Picks are then awarded based on a complicated formula determined by the free agents’ contracts, roster status with their new team and whether they are eventually released.
A total of 32 compensatory picks are awarded each year to various teams, with those selections tacked onto the ends of Rounds 3 through 7. There are no first- or second-round compensatory picks, no matter how big teams’ losses are. The full compensatory selection list is typically announced in February, prior to the start of free agency.

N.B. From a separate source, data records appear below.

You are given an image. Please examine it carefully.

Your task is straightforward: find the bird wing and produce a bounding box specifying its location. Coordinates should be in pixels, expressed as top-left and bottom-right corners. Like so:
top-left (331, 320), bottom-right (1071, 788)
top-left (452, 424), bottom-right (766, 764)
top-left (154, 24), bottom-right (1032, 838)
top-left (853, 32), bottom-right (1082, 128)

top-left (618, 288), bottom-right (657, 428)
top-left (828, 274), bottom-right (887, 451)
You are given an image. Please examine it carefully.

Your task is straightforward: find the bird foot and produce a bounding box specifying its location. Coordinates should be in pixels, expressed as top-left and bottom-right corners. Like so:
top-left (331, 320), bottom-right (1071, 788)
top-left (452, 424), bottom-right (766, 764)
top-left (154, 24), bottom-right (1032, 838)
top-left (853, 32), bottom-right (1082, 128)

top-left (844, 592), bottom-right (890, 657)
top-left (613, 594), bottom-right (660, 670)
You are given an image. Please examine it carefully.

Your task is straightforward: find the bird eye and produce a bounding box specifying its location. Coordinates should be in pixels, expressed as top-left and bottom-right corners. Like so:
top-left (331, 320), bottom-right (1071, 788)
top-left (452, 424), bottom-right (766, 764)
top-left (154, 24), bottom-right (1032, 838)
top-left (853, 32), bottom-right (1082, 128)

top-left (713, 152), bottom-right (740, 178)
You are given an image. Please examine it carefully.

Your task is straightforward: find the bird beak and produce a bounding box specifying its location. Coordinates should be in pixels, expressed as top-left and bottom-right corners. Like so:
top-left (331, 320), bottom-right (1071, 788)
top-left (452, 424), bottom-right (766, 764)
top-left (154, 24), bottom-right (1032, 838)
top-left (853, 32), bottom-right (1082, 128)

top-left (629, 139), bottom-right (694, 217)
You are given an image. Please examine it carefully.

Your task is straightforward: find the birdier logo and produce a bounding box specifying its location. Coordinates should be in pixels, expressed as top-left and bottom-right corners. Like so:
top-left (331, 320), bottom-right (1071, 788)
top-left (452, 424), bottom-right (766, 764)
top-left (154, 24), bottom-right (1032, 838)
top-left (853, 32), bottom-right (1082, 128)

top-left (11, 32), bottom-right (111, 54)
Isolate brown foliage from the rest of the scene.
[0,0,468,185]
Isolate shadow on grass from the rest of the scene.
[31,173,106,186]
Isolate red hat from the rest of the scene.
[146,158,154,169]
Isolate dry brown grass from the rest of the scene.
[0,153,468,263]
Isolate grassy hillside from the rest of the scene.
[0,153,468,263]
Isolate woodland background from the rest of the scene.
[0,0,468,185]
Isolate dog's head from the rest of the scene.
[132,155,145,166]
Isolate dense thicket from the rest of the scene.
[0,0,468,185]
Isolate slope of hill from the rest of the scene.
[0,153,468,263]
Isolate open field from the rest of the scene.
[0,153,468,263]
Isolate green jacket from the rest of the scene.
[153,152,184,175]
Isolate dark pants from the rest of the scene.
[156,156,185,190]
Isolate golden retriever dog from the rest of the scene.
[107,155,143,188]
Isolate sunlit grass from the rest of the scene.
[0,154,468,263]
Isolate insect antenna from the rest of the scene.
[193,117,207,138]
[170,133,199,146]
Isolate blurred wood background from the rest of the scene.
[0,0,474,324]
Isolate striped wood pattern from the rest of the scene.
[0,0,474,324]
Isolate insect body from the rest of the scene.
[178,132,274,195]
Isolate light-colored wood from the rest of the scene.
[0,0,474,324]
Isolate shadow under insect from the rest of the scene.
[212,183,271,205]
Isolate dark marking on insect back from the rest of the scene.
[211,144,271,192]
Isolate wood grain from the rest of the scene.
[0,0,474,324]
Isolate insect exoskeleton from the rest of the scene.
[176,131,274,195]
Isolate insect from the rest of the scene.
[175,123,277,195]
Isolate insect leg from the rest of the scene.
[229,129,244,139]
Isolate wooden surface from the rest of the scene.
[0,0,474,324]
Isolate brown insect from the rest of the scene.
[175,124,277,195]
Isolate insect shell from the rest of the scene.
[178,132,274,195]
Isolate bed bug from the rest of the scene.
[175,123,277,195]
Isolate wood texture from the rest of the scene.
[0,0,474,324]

The Bears also will be without their first- and third-round selections (traded to the Oakland Raiders in the Khalil Mack deal), as well as their fourth-rounder (traded to the New England Patriots in the David Montgomery deal). However, the Bears get Oakland’s second-rounder back from the terms of the Mack deal and could get back fifth- or sixth-round selections based on their trades of Mack, as well as Jordan Howard to the Philadelphia Eagles.
Which other teams stand to lose picks?
Four other teams now stand to lose fourth-round picks that they thought they might be receiving.
The Los Angeles Chargers figured to gain a fourth-round compensatory pick, per Korte, when the Raiders signed former Chargers receiver Tyrell Williams. However, when the Arizona Cardinals released former Chargers defensive lineman Darius Philon, the Williams pick was negated.
The Kansas City Chiefs similarly were stung when the Indianapolis Colts eventually released former Chiefs running back Spencer Ware. That took away a pick Kansas City could have received for the loss of cornerback Steven Nelson, who signed with the Pittsburgh Steelers.
There’s still a remote chance the Chiefs get this pick back, however, and it is an indication of just how complicated the compensatory formula is. The Chiefs need Oakland Raiders offensive guard Jordan Devey to start for most of the season — Korte estimates 13 starts or more for Oakland — for them to get the pick back. Devey has started the first three games, two at left guard (for the suspended Richie Incognito) and the last one at right guard.
Other teams potentially losing out on would-be fourth-rounders include the Eagles and Los Angeles Rams. The San Francisco 49ers cutting Jordan Matthews offsets the Eagles’ loss of Golden Tate. And the Lions cutting C.J. Anderson (which Yahoo Sports’ Pat Forde actually witnessed happen) negatively offsets the Rams losing Lamarcus Joyner to the Raiders.
And now for the good news
On the flip side, the Dallas Cowboys actually stand to gain a pick because of a recent transaction. When Dallas cut safety George Iloka, it tilted the compensatory formula back in their favor, likely giving them a fifth-round pick they were not expecting previously.
There are other picks whose status remains up in the air. Injuries to Jacksonville Jaguars QB Nick Foles (Eagles), New York Jets linebacker C.J. Mosley (Baltimore Ravens), Denver Broncos right tackle Ja’Wuan James (Miami Dolphins) and others keep the formula pending until we know the status of their health.
As things stand now, Korte projects the Patriots to receive two third-round picks for the losses of offensive tackle Trent Brown to the Raiders and defensive end Trey Flowers to the Lions. The Houston Texans also figure to earn a pair of extra threes after losing free agents Tyrann Mathieu and Kareem Jackson.
Other teams that right now stand to earn additional third-round picks include the New York Giants, Seattle Seahawks, Steelers, Rams, Eagles and Minnesota Vikings. Compensatory picks used to not be able to be traded, but that rule was abolished in recent years, making them available for trade like any other draft choice.
The most famous compensatory pick in modern NFL history is probably Tom Brady, the 199th overall selection of the Patriots in the 2000 draft. Other recent comp picks that have turned out to be highly successful include the Dallas Cowboys’ Dak Prescott and the Steelers’ James Conner.